Quite often algorithms with bad worst-case complexity perform better on the average. Quicksort falls into this class. However, one of the drawbacks of Quicksort is that it is vulnerable to branch mispredictions, that is, branch misses. Modern processors have long pipelines that have to be filled fresh for every miss, causing undesirable execution delay. The authors address this problem by adopting what they call a “partially decoupling control from dataflow.”
As presented in the paper, partitioning is achieved by dividing the array to be sorted into equally sized blocks. Each block element is then compared with the pivot, and the results are stored in a buffer.

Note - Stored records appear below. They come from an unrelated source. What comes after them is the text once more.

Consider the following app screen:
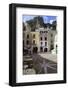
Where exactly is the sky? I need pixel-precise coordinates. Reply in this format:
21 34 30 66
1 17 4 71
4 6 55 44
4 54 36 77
23 15 57 23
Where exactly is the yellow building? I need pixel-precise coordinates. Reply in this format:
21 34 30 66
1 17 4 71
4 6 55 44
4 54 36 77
31 32 40 52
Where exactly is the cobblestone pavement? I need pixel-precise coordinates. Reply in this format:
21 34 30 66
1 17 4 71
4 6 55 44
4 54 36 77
23 54 57 75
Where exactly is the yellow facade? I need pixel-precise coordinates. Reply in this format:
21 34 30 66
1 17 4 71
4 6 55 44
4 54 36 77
31 32 40 47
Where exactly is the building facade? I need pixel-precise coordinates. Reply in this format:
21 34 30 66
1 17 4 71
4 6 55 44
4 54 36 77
23 24 56 53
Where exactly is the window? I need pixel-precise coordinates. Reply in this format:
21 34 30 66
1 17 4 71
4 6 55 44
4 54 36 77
45 37 47 40
51 34 53 37
26 40 29 45
27 34 29 38
40 47 43 52
45 42 47 46
40 37 42 40
33 34 35 38
33 40 35 44
51 40 53 43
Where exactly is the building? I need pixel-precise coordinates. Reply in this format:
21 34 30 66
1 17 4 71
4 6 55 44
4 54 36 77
36 28 56 52
23 23 57 53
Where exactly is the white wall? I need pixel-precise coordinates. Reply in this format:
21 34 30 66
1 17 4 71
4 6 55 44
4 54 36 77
0 0 68 90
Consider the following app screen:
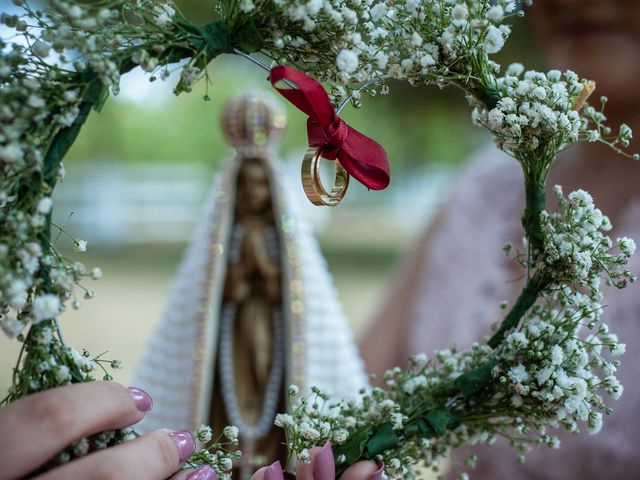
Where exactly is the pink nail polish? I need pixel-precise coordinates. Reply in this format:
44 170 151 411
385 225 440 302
127 387 153 412
187 465 218 480
367 462 384 480
313 442 336 480
264 461 284 480
169 430 196 463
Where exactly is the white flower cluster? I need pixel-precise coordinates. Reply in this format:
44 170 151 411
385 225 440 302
493 187 636 443
276 187 636 478
473 64 585 159
252 0 516 100
541 186 636 286
0 0 185 348
187 425 242 480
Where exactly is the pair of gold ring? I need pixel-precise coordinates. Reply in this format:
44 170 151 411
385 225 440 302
301 146 349 207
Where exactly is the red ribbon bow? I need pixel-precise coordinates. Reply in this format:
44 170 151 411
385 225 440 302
269 66 390 190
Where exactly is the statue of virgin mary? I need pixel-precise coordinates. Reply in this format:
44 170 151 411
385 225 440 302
136 92 367 477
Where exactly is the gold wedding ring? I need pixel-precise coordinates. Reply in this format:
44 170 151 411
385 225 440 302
301 146 349 207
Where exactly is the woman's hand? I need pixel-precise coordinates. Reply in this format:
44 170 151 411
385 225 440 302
0 382 215 480
251 442 384 480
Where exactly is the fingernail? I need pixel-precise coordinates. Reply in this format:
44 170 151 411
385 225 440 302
128 387 153 412
264 461 284 480
313 442 336 480
187 465 218 480
367 462 384 480
169 430 196 463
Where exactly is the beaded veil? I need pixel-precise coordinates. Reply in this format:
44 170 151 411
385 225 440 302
136 93 367 456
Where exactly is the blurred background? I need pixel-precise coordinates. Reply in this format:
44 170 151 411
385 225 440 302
0 0 533 390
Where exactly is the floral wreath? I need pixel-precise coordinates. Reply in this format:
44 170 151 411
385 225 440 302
0 0 639 478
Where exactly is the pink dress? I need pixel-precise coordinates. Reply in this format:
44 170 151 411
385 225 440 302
407 150 640 480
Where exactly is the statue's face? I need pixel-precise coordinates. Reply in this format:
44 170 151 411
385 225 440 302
527 0 640 110
237 160 271 213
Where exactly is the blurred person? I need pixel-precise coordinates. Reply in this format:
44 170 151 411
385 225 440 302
362 0 640 480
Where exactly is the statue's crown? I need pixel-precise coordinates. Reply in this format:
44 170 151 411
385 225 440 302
222 91 287 149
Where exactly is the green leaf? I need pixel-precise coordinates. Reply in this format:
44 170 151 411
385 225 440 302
43 78 108 187
336 430 371 465
454 360 496 398
198 21 233 58
232 21 264 53
174 15 233 59
424 408 457 437
367 423 398 458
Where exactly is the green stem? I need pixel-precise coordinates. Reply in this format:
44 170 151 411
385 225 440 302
488 272 550 348
522 178 547 255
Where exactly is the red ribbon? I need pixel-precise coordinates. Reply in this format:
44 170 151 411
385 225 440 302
269 66 390 190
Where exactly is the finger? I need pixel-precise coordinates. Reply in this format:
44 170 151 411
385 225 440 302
296 442 336 480
169 465 218 480
251 461 284 480
0 382 153 479
38 430 196 480
340 460 384 480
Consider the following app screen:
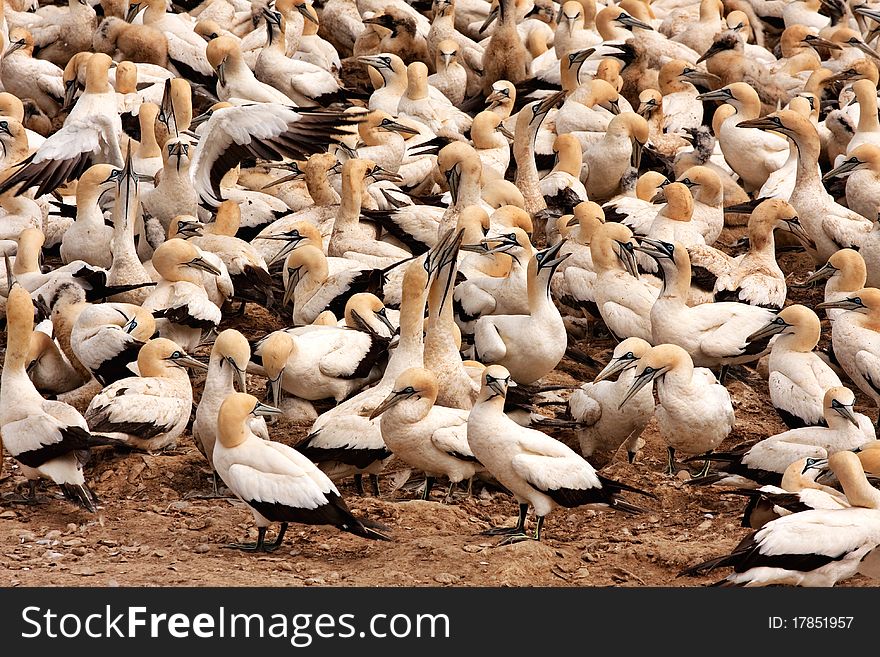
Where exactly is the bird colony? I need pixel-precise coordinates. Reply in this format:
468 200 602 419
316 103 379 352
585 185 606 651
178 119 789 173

In the second pass, an interchange of respective elements takes place, thereby avoiding conditional branches. The average number of branch mispredictions turns out to be εnlogn + Ο(n) where ε is a small positive number that is a function of block size. The authors also report an 80 percent increase in sorting speed over the GCC implementation of Quicksort (C++ std::sort).
Quicksort has another disadvantage: it is sensitive to ties. I have worked on several improved versions of Quicksort--including some developed by my own scholars--and have found that, despite the improvements, this disadvantage remains. It is therefore of interest to see how far the authors’ version can tackle this sensitivity.
The paper is interesting and should be of use to advanced undergraduate and postgraduate students, researchers, and practitioners of computing science.